Alle haben erst einmal gesagt: Horst, wie toll, dass du so eine schöne Reise machen darfst. Es geht mir darum, gerade auf ein Land aufmerksam zu machen, von dem man glaubt, den Menschen dort ginge es ausgesprochen gut.
Wie ist die Situation dort?
Madagaskar ist definitiv eines der ärmsten Länder dieser Erde. Es ist unfassbar. Ich habe zwar versucht, mich darauf vorzubereiten, aber das ist praktisch nicht möglich.
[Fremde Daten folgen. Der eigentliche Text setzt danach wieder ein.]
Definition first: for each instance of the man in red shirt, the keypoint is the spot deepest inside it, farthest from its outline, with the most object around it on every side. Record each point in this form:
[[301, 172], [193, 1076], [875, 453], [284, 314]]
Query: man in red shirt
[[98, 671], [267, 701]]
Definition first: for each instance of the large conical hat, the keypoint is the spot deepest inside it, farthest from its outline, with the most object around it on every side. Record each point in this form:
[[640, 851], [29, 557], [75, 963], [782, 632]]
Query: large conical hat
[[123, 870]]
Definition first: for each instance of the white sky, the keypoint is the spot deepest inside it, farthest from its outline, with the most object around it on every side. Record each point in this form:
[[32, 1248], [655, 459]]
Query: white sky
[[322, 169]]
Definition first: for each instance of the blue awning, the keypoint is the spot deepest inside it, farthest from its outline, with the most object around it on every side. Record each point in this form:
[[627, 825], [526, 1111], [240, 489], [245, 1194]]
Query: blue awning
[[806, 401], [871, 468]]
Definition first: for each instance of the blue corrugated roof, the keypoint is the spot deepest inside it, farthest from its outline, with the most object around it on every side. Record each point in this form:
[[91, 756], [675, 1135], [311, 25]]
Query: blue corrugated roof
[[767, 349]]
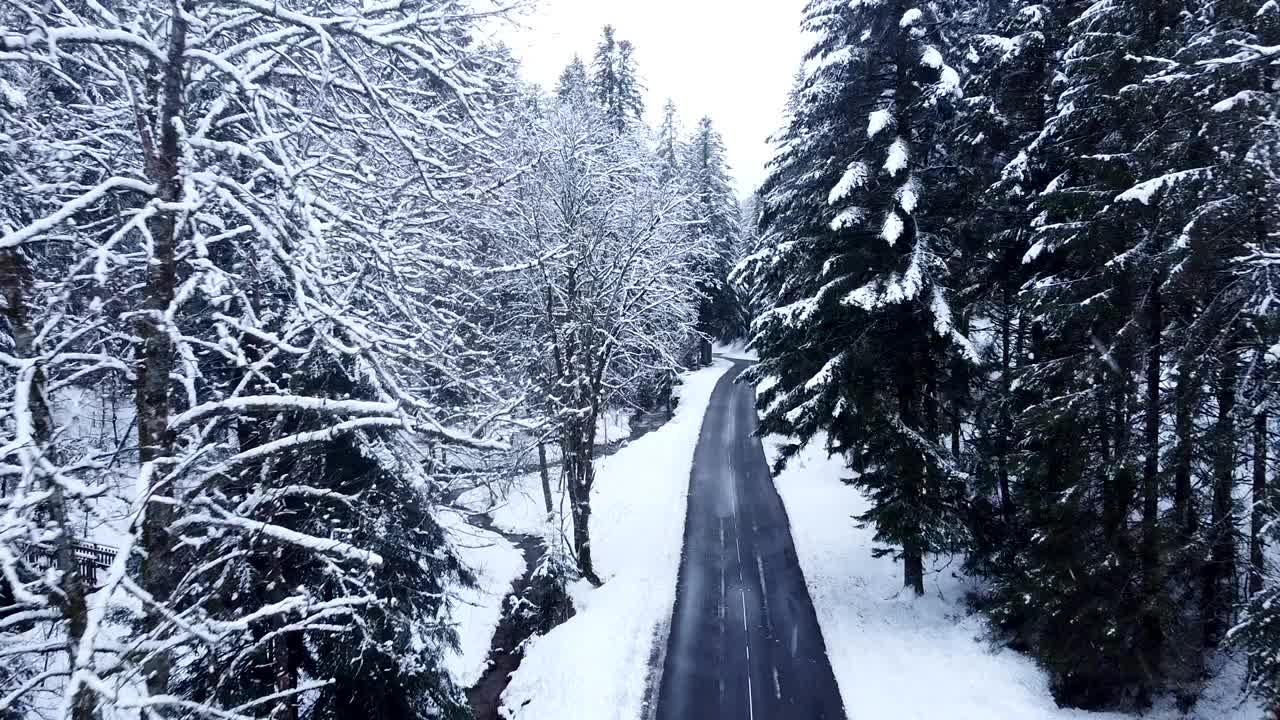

Was haben Sie denn erlebt?
Wenn Sie glauben, Sie wissen, was Hunger ist – vergessen Sie es. Sie glauben, zu wissen, was Armut ist? Vergessen Sie auch das. Wenn Sie einmal mit Menschen in Madagaskar gelebt haben, werden Sie diese Begriffe neu definieren. Auch ich hatte geglaubt, zu wissen, was Armut und Hunger sind. Diese unvorstellbar bittere Armut hat mich überwältigt und sehr berührt.
Sie haben unter denselben Bedingungen wie die Bewohner Madagaskars gelebt?
Ja, selbst in der Hauptstadt gibt es kein Hotel, das auch nur annähernd als solches bezeichnet werden könnte. Wir aber haben in einem kleinen Dorf gewohnt. Waschen musste man sich mit Wasser aus dem Fluss, das wir aufgekocht haben. Als Toilette fungierte die Natur. Ich wollte alles authentisch erleben, um zu sehen, wo die Welthungerhilfe ansetzt und wie sie hilft.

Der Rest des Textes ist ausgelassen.